Dr. Nocera declared that ESCs are the Holy Grail of medicine. He gave some anecdotes and examples that were fascinating and challenging to medical dogma. One of these was that mothers have symbiotic cells that actually derive from their children. In other words, a developing fetus will donate cells to the mother. These stem cells (albeit embryonic!) will colonize in the mother and help regenerate her. This seems a preposterous idea but can easily be tested by using dyes that specifically identify chromosome-x. Biopsies of tissue from women who bore a male child will show up with dye-stained cells everywhere. If these cells have an x-chromosome they must have come from the male fetus. Dr. Nocera claims that this "endogenous" stem cell therapy is the reason women live longer than men. Women with multiple pregnancies experience an even greater benefit than women with single pregnancies. The amazing revelation here is that ASCs do not produce an immune reaction (i.e. immune rejection or host vs. graft disease).

Our own (autologous) ASCs are constantly in circulation searching to fix damaged tissue. They eventually home-in to where they are needed thanks to sophisticated communications mechanisms. For example, blood vessels "call for help" through the production of cytokines (Vascular Endothelial Growth Factor). These migrating ASC are so important to health that they can be used as diagnostic markers. Therefore, if the blood borne quantity of ASCs were to lower under a certain threshold, Dr. Nocera says he can mathematically predict if the patient is going to suffer a myocardial infarction.

Dr. Nocera, being a Radiologist, cared to explain that the incredible regenerative power of the liver is derived from the work of stem cells. Its vascularization feeds it with massive amounts of blood loaded with ASCs.
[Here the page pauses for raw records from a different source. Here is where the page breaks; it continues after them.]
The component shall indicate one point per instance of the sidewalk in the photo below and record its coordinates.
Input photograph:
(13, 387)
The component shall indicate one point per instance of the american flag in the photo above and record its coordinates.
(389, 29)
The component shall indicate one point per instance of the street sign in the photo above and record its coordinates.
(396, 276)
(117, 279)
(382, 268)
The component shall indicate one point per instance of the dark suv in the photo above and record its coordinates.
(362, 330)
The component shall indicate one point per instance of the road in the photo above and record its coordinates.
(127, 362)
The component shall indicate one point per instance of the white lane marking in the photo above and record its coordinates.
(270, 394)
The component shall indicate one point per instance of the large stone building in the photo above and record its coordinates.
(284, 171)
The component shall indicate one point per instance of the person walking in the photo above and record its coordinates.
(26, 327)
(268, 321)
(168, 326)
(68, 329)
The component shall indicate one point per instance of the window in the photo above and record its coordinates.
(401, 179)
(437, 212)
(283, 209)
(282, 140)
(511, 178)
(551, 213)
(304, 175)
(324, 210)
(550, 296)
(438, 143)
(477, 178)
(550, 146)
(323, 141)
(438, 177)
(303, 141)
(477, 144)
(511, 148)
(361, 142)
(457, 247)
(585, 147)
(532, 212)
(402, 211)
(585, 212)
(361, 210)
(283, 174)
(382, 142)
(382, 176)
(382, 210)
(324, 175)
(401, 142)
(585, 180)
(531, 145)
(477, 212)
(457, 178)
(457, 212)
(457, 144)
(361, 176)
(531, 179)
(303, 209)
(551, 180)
Dr. Nocera proposed that we need a new Manhattan Project to develop stem cell technology. He made an ill-matched metaphor that we are actually in the same situation that science was before building the bomb: we understand the science but we need to figure out how to make it work. The Manhattan project conscripted thousands of scientists and pooled them together in a race against time. Dr. Nocera finished his lecture with a quote from Voltaire: "the art of medicine consists in amusing the patient while nature cures the disease".
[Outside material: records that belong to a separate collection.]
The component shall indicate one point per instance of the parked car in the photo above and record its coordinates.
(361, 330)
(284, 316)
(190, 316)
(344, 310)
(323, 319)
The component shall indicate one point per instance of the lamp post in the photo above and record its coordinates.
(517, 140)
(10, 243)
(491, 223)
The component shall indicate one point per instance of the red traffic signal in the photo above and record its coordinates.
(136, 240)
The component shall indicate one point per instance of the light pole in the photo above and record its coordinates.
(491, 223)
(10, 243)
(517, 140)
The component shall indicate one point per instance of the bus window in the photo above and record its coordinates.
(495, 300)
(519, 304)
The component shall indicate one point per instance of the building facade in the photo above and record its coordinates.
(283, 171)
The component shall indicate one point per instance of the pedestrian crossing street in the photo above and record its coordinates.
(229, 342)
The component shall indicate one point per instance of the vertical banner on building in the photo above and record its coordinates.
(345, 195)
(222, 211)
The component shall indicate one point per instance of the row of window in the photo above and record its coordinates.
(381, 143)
Dr. Neil Riordan filled his lecture with jokes and compassionate remarks. He gave examples of treatments of MS, Heart Failure, Spinal Cord Injury and Autism. He burst into tears when he told the story of the son of his best friend whose life was dramatically improved with ASCT. He gave an overview of the different sources of ASCs which included – adipose tissue, menstrual blood and bone marrow. The technology and novel applications around ASCT are driving a series of booming high-tech ventures.
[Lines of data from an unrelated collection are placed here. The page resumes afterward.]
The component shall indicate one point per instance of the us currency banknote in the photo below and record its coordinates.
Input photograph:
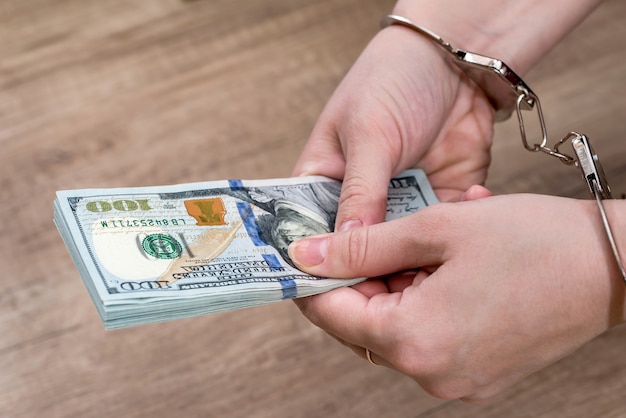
(160, 253)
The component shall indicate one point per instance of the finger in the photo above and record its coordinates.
(369, 167)
(475, 192)
(345, 303)
(322, 155)
(363, 321)
(416, 240)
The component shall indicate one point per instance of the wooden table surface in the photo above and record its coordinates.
(131, 93)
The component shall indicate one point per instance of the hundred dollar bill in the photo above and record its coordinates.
(152, 254)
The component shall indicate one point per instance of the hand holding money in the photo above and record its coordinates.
(168, 252)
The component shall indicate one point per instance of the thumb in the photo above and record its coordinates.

Dr. Riordan admitted that the greatest breakthroughs in ASCT come from Veterinary Medicine and he gave much credit to Dr. Robert Harman (Vet-Stem). He sees a future when people will be treated with the same ease as it is now done with animals. Currently, veterinarians can FedEx extracted cells from their animal patients to Dr. Harman who processes them. He then returns them to the veterinarian client who injects them back into their animals.Dr. Riordan finished by giving some more examples of his remarkable successes but made a disclaimer that he could not yet guarantee any results. This is a science that is still in its infancy and many of their cases have been fundamental learning steps for improving the therapy for successive clients. For example, he had recently discovered that for ASCT to be successful, there is a need to surpass a minimum threshold in the number of implanted cells. Less that 50 million cells did not give a satisfactory response so that dosage must be increased to have efficacy.